Day 8 - You Want me to do What??


The good news is that I’m on track with my reading.  The bad news is that I’m behind on my journaling by about 5 days.  So I’m picking up where I left off with my journaling (Day 8) and I’m going back through my Bible, looking at the notes I made in the margins and writing my journal entries to get caught up.  To keep consistent, I’m going to write my journal for each individual day.  I didn’t actually make many notes for Day 8’s reading, so it should be fairly short.  Anways, here we go, Day 8…

You Want me to do What??
In today’s reading we see the dispute between members of the church on whether the Gentiles need to be circumcised or not.  We see the church come to an agreement that they do not need to be circumcised and they send a letter with Paul to the believers in Antioch, Syria and Cilicia to state as such.

Paul meets Timothy and wants to bring him along on their journeys, so he circumcises Timothy.  It says he did this “…because of the Jews who lived in that area, for they all knew that his father was a Greek.”  I know that the decision by the church was that they didn’t HAVE to be circumcised, not that they couldn’t be if they wanted to be, but I’m trying to understand why Paul would have wanted Timothy to go through this.

I looked into this a little on-line and found the same explanation at a few different sites.  This one site called gracethrufaith.com most succinctly put it like this:

“In 1 Cor. 9:19-22 Paul said that when he was among Jews he acted  like a Jew and when among gentiles he was like them.  He said he was all things to all men so as to save some. Since Timothy was a young man whose mother was Jewish, and since they were going among the Jews, he circumcised him to help him be accepted by the Jews.”

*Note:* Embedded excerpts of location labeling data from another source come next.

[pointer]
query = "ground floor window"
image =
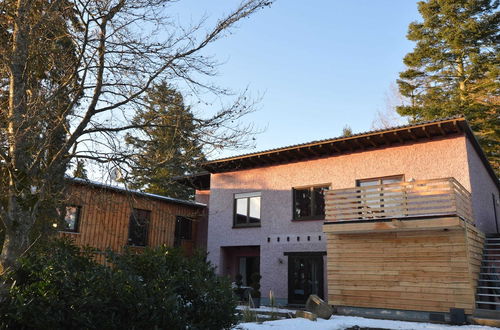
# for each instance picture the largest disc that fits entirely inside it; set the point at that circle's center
(305, 276)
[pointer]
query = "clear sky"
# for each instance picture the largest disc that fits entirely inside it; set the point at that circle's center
(320, 65)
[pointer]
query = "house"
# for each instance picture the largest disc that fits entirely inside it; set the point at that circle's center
(424, 190)
(111, 217)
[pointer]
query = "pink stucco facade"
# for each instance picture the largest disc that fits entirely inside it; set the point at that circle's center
(437, 158)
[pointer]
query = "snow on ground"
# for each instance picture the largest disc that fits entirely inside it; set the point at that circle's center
(343, 322)
(267, 309)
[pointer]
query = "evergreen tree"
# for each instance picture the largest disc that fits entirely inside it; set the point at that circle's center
(454, 67)
(168, 145)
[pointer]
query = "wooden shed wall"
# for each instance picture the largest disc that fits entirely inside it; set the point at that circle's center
(426, 270)
(105, 215)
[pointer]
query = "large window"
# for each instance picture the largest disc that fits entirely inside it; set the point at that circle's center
(247, 209)
(309, 203)
(183, 230)
(138, 227)
(71, 219)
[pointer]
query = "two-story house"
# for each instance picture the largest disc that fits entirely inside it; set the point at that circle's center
(267, 209)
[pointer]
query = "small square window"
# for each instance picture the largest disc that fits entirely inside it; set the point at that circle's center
(183, 230)
(139, 227)
(247, 209)
(71, 219)
(309, 203)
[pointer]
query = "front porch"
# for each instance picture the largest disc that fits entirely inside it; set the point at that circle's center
(408, 246)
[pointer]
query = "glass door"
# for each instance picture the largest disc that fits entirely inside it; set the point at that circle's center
(305, 277)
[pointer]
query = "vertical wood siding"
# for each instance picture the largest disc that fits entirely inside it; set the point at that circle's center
(105, 214)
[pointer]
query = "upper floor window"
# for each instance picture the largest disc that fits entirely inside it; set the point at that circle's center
(139, 227)
(309, 203)
(71, 219)
(247, 209)
(183, 230)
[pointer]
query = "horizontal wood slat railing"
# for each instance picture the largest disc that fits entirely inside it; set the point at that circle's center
(397, 200)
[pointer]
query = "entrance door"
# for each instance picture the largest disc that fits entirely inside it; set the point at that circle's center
(305, 277)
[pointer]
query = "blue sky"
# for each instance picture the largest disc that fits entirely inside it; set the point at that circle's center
(320, 65)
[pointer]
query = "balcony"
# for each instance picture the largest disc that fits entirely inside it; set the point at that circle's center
(393, 203)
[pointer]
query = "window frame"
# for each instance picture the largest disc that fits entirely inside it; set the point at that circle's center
(76, 228)
(248, 196)
(313, 216)
(146, 229)
(177, 233)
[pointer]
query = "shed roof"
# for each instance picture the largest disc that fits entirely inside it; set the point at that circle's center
(124, 190)
(417, 132)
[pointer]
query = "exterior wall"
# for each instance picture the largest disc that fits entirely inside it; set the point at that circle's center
(437, 158)
(482, 188)
(202, 196)
(105, 215)
(422, 270)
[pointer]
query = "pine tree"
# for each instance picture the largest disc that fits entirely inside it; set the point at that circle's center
(454, 67)
(168, 147)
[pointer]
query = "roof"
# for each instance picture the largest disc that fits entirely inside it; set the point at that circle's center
(417, 132)
(135, 192)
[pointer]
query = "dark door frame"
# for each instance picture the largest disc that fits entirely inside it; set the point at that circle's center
(316, 255)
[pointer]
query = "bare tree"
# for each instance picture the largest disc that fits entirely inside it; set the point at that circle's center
(72, 73)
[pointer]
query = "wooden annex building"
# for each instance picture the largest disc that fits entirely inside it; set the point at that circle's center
(111, 217)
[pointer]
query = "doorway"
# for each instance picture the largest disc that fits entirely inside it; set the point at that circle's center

I wonder if Timothy was like, “You want to do what? I thought you just told me we didn’t have to do that!”

Pronoun Confusion 
Between Acts 16:8 and 16:10, the wording of the writing changes from “they” to “we”.  Then we don’t see the story teller referring to  “we” again in Chapter 16, or in any of the rest of the days reading, after verse 16:16.  I was able to fairly quickly find a great resource on-line that cleared up my confusion.  Here is what the site preceptaustin.org has to say on the matter:

“The first use here of we in the narrative, instead of "they," seems to indicate that Luke, the author of the book of Acts, joined the missionary party at Troas.  Then after Paul and Silas and Timothy left Philippi, Luke changed the pronoun from we to they in Acts 17:1, which suggests that he remained behind in Philippi to watch over the infant church after Paul left.

God wanted Paul and his team to go to Troas and pick up a doctor named Luke. If God wouldn't have said "no" to Paul two times, we might not have a gospel and a Book of Acts written by Luke!

It was some six to seven years later when Luke  rejoined Paul...

But these had gone on ahead and were waiting for us at Troas. (Acts 20:5 )

Finally, in the third we section, Luke is with Paul has they sail for Italy ...
And when it was decided that we should sail for Italy, they proceeded to deliver Paul and some other prisoners to a centurion of the Augustan cohort named Julius. (Acts 27:1)"
So that all makes sense.  It's just weird that Luke doesn't specify when he joins them, he just changes the pronouns used to show that he was there.

Wrapping it Up
That’s pretty much it for Day 8.  One more day of reading Acts and then we dive into and complete 1 & 2 Thessalonians in ONE DAY!